I dont know if this will help you help me but this is the tutorial i have been following and all i need is a way to be able to show the list of categories with a thumbnail image that i upload when adding new categories, its frustrating because for days i have been pulling my hair out because i know it would just take a few more lines of code on the viewgallery.php page and on the page where i add new categories and maybe a new table or some fields in the database but i cant do any of it. i feel so stupid. http://articles.sitepoint.com/article/php-gallery-system-minutes

I have yes, i have installed joomla, drupal, gallery, gallerific, zenphoto, 4images, wordpress, coppermine, tiny webgallery, piwigo, phpalbum and MANY more thinking that i will somehow be able to integrate in with my design but same as always as soon as they are installed im at a dead end, i have no idea what to do next, i have been through the pages of code seeing if i can spot which parts to copy or how to insert my design but i never get any where, i barely understand any of the code i am still only part way through the chapters on the w3schools site. I know i have no right expecting to be able to do this with the little i have learned so far but im trying allday everyday and i just need a break.

Ok i didnt expect that image to be so big. Anyway that is how i need it to look, or at least very close to that.

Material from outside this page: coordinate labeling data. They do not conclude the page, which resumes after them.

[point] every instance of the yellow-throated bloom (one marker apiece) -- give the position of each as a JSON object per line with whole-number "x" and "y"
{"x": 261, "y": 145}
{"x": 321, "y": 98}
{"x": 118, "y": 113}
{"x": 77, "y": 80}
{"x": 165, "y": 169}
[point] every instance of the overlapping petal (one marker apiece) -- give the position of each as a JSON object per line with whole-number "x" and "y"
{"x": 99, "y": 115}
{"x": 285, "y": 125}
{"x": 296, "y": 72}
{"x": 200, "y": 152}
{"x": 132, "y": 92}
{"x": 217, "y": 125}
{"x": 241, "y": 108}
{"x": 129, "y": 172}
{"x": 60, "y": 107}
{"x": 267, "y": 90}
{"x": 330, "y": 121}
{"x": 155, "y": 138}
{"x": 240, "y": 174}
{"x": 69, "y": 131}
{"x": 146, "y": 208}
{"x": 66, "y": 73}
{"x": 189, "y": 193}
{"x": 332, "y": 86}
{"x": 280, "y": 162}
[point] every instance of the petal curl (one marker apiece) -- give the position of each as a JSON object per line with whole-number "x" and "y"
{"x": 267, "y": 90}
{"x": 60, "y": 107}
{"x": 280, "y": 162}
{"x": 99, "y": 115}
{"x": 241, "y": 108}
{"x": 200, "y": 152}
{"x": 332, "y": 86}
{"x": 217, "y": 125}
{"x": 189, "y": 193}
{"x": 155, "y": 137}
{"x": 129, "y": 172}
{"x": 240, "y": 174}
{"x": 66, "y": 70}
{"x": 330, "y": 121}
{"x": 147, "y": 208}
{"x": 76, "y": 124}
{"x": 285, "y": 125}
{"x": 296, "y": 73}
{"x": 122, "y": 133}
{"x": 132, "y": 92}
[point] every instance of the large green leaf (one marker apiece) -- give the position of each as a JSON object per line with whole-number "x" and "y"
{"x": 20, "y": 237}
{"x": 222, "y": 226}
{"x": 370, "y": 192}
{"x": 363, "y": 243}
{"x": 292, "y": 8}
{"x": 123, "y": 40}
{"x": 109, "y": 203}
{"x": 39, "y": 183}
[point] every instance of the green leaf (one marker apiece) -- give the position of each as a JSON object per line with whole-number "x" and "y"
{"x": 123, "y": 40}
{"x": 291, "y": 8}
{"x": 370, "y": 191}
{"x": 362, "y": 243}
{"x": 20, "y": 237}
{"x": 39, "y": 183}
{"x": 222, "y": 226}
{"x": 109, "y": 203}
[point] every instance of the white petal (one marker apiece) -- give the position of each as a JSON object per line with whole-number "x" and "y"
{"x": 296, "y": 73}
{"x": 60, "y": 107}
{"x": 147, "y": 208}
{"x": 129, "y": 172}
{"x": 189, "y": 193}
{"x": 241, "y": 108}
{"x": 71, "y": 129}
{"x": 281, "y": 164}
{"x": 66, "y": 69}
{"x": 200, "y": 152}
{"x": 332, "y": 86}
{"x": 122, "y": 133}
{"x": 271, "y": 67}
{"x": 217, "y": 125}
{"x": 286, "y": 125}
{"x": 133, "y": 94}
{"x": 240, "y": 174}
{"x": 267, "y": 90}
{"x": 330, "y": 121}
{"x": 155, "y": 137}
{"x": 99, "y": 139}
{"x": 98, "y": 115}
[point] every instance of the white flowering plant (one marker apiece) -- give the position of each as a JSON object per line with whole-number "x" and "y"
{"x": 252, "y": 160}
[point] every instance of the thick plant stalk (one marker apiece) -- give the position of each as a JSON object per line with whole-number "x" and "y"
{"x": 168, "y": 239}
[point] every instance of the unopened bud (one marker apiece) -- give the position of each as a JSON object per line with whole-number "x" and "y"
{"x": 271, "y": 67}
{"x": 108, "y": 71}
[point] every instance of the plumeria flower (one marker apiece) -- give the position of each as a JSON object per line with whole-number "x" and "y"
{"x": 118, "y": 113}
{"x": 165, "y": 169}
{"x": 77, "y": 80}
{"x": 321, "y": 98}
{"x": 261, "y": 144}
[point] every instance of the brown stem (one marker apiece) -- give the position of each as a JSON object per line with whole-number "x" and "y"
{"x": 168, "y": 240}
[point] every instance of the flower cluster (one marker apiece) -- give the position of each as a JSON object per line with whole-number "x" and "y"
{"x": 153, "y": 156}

And with my limited experience integrating all the code from something like zenphoto into this design seems impossible, i would not have a clue where to start.

I started learning web design a while ago and i made the mistake of promising my cousin a site and designed it the way he wanted it because i thought i would be able to do it but i guess i should have been sure before i made any promises but its too late for that and i just dont want to let him down now. This is the way i need it to look... And this is the basic plan i came up with for the site... Gallery Page: List of galleries(Thumbnail for each gallery), inside galleries = image thumbnails with individual image rating and commenting with a jquery plugin preview to view large images. Manage Site Page: (link echoed after log in) > multiple image upload into selected gallery(category), option to add a new gallery(category) and change photo or text on home and about page. Contact page: email form (I can do this). About page: changeable photo and page text. Home page: changeable page text. Login form on each page, when logged in stay on same page but show link to manage site page below a welcome user message where the form was.

The actual gallery images are stored in folders because i followed a tutorial to make the gallery but i am trying to modify it on my own, tahts why some are stored in folders and some in the database, also i would love to be able to use a script like zenphoto or gallery or something similar i have downloaded and attempted neaarly all of them but i have a site design that i need to be able to fit one of those scripts into and that seems like an even harder challenge than learning all the code from scratch.

No need, i just checked and they are definatley stored in the database. Does this mean that what im trying to do will not work.

I am very new so i could be wrong but i am pretty sure im storing the actual image in the database, i know its not advised, but this whole thing is taking me ages to learn and that was the first way that worked for me.